Pent-up demand from Australians keen to travel again, albeit safely and closer to home, means the federal government could have given our region a jobs and growth kickstart by investing in the natural assets that draw people here - our forests and wildlife - both badly impacted by last year's fires.
President of the Coffs Coast Branch of the National Parks Association of NSW, Kevin Evans, is disappointed that the opportunity was ignored.
"With over one third of NSW national parks damaged and more than three billion animals perishing during the 2019-20 bushfires, there's never been a better time to invest in environmental initiatives," Kevin said.
"Poorly maintained and degraded natural areas are not places people seek to visit and explore.
"Underinvestment in projects like park track and trail maintenance, weeds and feral animal control, undermine innovation and expansion of the local tourism sector.
"Funding conservation efforts to restore habitats and programs to increase cultural burns to reduce fire risk would have created employment and enhanced the natural environment."
Another initiative close to Kevin's heart is the Great Koala National Park, which he said was primed to deliver conservation and jobs.
"The Great Koala National Park proposal enjoys broad community and business support.
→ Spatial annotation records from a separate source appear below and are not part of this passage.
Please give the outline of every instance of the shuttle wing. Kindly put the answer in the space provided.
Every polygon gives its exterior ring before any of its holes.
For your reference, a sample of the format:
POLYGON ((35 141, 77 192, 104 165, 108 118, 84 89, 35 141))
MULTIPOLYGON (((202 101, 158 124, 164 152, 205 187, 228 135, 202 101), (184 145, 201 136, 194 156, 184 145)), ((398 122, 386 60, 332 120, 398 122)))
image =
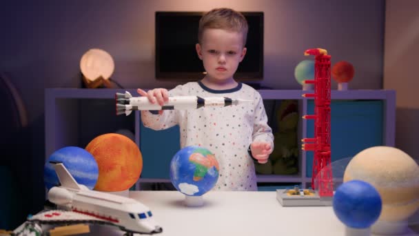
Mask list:
POLYGON ((50 161, 50 163, 54 166, 55 173, 58 175, 58 179, 60 181, 61 186, 73 190, 81 190, 77 181, 73 178, 70 172, 67 170, 67 168, 62 162, 50 161))

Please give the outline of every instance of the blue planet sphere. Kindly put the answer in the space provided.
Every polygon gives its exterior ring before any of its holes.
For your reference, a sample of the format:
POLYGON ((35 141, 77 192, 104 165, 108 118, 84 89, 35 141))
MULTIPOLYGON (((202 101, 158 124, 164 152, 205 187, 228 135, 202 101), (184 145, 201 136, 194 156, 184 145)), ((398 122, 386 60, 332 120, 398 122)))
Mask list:
POLYGON ((369 228, 380 217, 381 208, 381 197, 377 190, 360 180, 340 185, 333 199, 335 215, 350 228, 369 228))
POLYGON ((83 148, 68 146, 52 153, 45 164, 43 181, 48 190, 59 186, 54 166, 50 161, 61 161, 79 184, 93 189, 99 174, 94 157, 83 148))
POLYGON ((305 80, 314 79, 314 61, 301 61, 296 66, 294 75, 297 82, 300 85, 303 85, 305 80))
POLYGON ((173 186, 188 196, 201 196, 218 179, 218 163, 207 148, 190 146, 177 152, 170 162, 173 186))

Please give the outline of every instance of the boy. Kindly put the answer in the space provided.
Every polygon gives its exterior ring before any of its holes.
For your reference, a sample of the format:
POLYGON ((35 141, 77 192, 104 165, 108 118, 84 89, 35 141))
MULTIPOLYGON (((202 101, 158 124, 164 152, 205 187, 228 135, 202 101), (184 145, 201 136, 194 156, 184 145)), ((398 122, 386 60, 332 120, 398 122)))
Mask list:
POLYGON ((199 21, 198 57, 206 75, 198 82, 167 91, 138 89, 152 103, 164 104, 169 96, 228 97, 251 99, 243 105, 193 110, 141 111, 145 126, 163 130, 179 125, 181 146, 200 146, 212 152, 220 166, 214 190, 256 190, 253 159, 266 163, 274 148, 273 135, 259 93, 236 82, 233 75, 246 55, 247 23, 232 9, 214 9, 199 21), (253 159, 252 159, 253 158, 253 159))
A federal budget could have provided much needed financial support to save the koala from extinction and create land management and tourism employment."
Lost opportunity for affordable housing
Kerry Pearse from the local Housing Matters Action Group (Nambucca and Bellingen Shires) said the lack of money in the federal budget for affordable housing was a "huge missed opportunity".
"There's very little in this budget for housing in our area and very little for our region. This budget's all about jobs but it's really hard to get to work if you haven't got somewhere secure to live."
Bellingen, Kemspey and Nambuca Shires are all becoming increasingly unaffordable for renters - Bellingen in particular, due to its popularity with cashed-up tree-changers able to work from home plus the amount of housing stock tied up in the short-term vacation rental market.
"We know anecdotally there's been a significant increase in homelessness, we know people are camping in the forests, we know more people are couch-surfing," Kerry said.
"We know there's been significant increased rental stress."
At the 2016 census, 60 per cent of the shire was in the two lowest income groups - a situation that's likely to have worsened this year.
The government doesn't get that housing is a human right and if people don't have secure housing they can't function as fully engaged citizens.Kerry Pearse, Bellingen
"This [budget] was an opportunity for a huge investment in social housing that would have led to more jobs as well as more houses. And they haven't gone anywhere near it."
Kerry thinks the only solution is to mobilise locally and overhaul the housing system with new models of shared ownership such as joint ventures between local/state governments and not-for-profits with land secured for low-cost housing; build-to-rent developments and innovative private developments offering clusters of apartments with shared facilities for single people.